Il Pinocchio della non-scuola e i Parlamenti di aprile
visto al Teatro Rasi di Ravenna_10-14 Aprile 2013

Il Teatro delle Albe, in occasione dei suoi trent’anni, ha pensato a due modi di festeggiare deliziosamente fuori moda.
In tempi in cui si rinuncia sistematicamente a tutto ciò che non ha una ricaduta materiale, tangibile, rendicontabile, le Albe hanno invece dato vita ai Parlamenti di aprile: pomeriggi di discussione sull’attore, la drammaturgia, i linguaggi della scena, la non-scuola.
A confrontarsi su questi temi sono stati – così hanno scritto Marco Martinelli e Ermanna Montanari, in un quaderno di lavoro confezionato ad hoc – “un gruppo di amici (…) che, da pochi o da tanti anni, hanno intrecciato il loro andare con il nostro”.
Presenti, tra i molti altri, studiosi come Fausto Malcovati, Martina Treu o Gerardo Guccini, critici come Massimo Marino, Renato Palazzi o Claudia Cannella, compagni di strada delle Albe come Mandiaye N’Diaye. Se siete curiosi di sapere cosa è emerso nei Parlamenti ravennati, non vi resta che aspettare la pubblicazione degli atti che dovrebbe – nell’auspicio degli organizzatori – raccogliere tutti gli interventi degli intensi giorni di dibattito e scambio avvenuti tra l’11 e il 14 aprile.
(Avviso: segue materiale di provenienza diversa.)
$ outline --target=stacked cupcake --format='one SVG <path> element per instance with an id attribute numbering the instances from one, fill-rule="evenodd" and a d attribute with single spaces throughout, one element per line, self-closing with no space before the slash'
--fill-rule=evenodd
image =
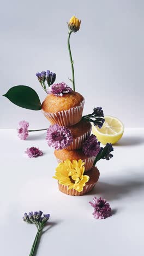
<path id="1" fill-rule="evenodd" d="M 93 164 L 100 150 L 96 137 L 90 136 L 91 123 L 82 119 L 85 99 L 63 83 L 52 85 L 48 93 L 42 112 L 52 124 L 46 139 L 55 148 L 59 163 L 53 178 L 62 192 L 83 195 L 98 180 L 99 172 Z"/>

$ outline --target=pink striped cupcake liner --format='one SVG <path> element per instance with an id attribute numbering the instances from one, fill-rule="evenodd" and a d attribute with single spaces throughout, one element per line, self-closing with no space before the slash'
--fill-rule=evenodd
<path id="1" fill-rule="evenodd" d="M 75 149 L 79 149 L 82 148 L 82 144 L 86 141 L 88 136 L 90 135 L 92 131 L 92 125 L 89 131 L 86 133 L 74 138 L 70 145 L 65 148 L 67 150 L 74 150 Z"/>

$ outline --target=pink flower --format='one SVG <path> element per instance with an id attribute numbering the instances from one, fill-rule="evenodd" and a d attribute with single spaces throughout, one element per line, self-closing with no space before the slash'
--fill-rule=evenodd
<path id="1" fill-rule="evenodd" d="M 89 202 L 94 208 L 93 215 L 95 219 L 105 219 L 111 216 L 111 208 L 109 203 L 101 197 L 97 199 L 95 196 L 93 199 L 93 202 Z"/>
<path id="2" fill-rule="evenodd" d="M 21 121 L 19 123 L 19 127 L 17 128 L 17 136 L 20 139 L 26 139 L 28 136 L 28 130 L 29 123 L 26 121 Z"/>
<path id="3" fill-rule="evenodd" d="M 41 150 L 39 150 L 38 148 L 32 147 L 31 148 L 27 148 L 26 151 L 25 151 L 29 158 L 37 158 L 43 154 Z"/>
<path id="4" fill-rule="evenodd" d="M 47 129 L 46 139 L 49 147 L 58 150 L 68 147 L 73 142 L 73 137 L 68 127 L 55 124 Z"/>

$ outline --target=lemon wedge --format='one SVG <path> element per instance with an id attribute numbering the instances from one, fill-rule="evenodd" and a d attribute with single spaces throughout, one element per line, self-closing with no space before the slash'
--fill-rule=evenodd
<path id="1" fill-rule="evenodd" d="M 110 115 L 104 117 L 105 123 L 101 129 L 93 124 L 92 133 L 104 145 L 107 143 L 115 144 L 122 137 L 124 125 L 118 118 Z"/>

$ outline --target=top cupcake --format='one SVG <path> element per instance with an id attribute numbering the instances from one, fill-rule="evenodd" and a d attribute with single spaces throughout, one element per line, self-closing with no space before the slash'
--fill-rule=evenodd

Stratagemmi ha partecipato al Parlamento dedicato all’avventura della non-scuola: e qui – partendo da Aristofane, passando per Majakovskij e arrivando fino al Living Theatre – si sono ripercorsi i molti ‘numi tutelari’ dell’esperienza che ha forse più fortemente caratterizzato l’identità e l’anima delle Albe. Ad aprire la discussione e a scaldare i pensieri è stato un film di Alessandro Renda e Francesco Tedde sull’edizione veneziana di Eresia della felicità: uno spettacolo unitario – o meglio un esplosivo tributo a Majakovskij – nato da diversi laboratori di non-scuola tenuti tra Asseggiano (zona periferica di Mestre), Venezia centro e Marghera. La testimonianza video di Renda è coinvolgente e appassionata, come può essere un frammento di vita rielaborato da chi l’ha nella sua storia e sotto la pelle. Gli applausi dei presenti al film sono calorosi e commossi, ad affermare l’adesione e l’ammirazione per quell’utopia realizzata che la non-scuola pare ogni volta in grado di attuare. Una scommessa che Marco Martinelli e le Albe sembrano continuamente voler rilanciare, ampliare per dimensioni e impatto.

Ed ecco perché Pinocchio, in scena negli stessi giorni dei Parlamenti, è allo stesso tempo una naturale conseguenza delle passate esperienze e una follia mai tentata, un traguardo nuovo e sorprendente. Se già Eresia della felicità – tanto della sua edizione veneziana tanto in quella presentata a Santarcangelo (leggi la recensione di Stratagemmi) – mirava a riunire in un’unica performance diverse esperienze laboratoriali, questo meraviglioso Pinocchio fa un passo ulteriore. Il primo dato è quello numerico: sul palco, al Teatro Rasi, ci sono oltre 200 adolescenti, di ogni età, provenienza, colore, peso, altezza. Il secondo dato è quello scenico-drammaturgico: in soli 15 giorni di prove collettive, Marco Martinelli (con l’aiuto delle instancabili guide) ha messo insieme uno spettacolo unitario, che procede da episodio a episodio senza strappi né cesure.

Seduti tra il pubblico si resta commossi, strabiliati, quasi schiacciati dalla fiumana rosso-vestita di corpi, anime, volti, capelli, che invade il palco e il campo visivo; si guarda la scena a bocca aperta, cercando di spiegarsi come il teatro Rasi possa contenere un simile tornado, come le guide riescano a mantenere un ordine e una disciplina così precisi, come Martinelli sia riuscito in una simile sfida.
Ci si perde a guardare i gruppi che vibrano ai lati della sala in attesa di un nuovo ingresso, mai distratti, mai esterni al rito teatrale, mai sazi di quel loro furore adoloscenzial-dionisiaco. Ci si smarrisce a osservare questo o l’altro volto, ad ascoltare un accento brasiliano o romagnolo, a cercare di imprimere nella retina disorientata qualche istante di quella continua danza.
E viene da pensare, così come a Montale di fronte al tuffo di Esterina: “vi guardiamo noi, della razza di chi rimane a terra”.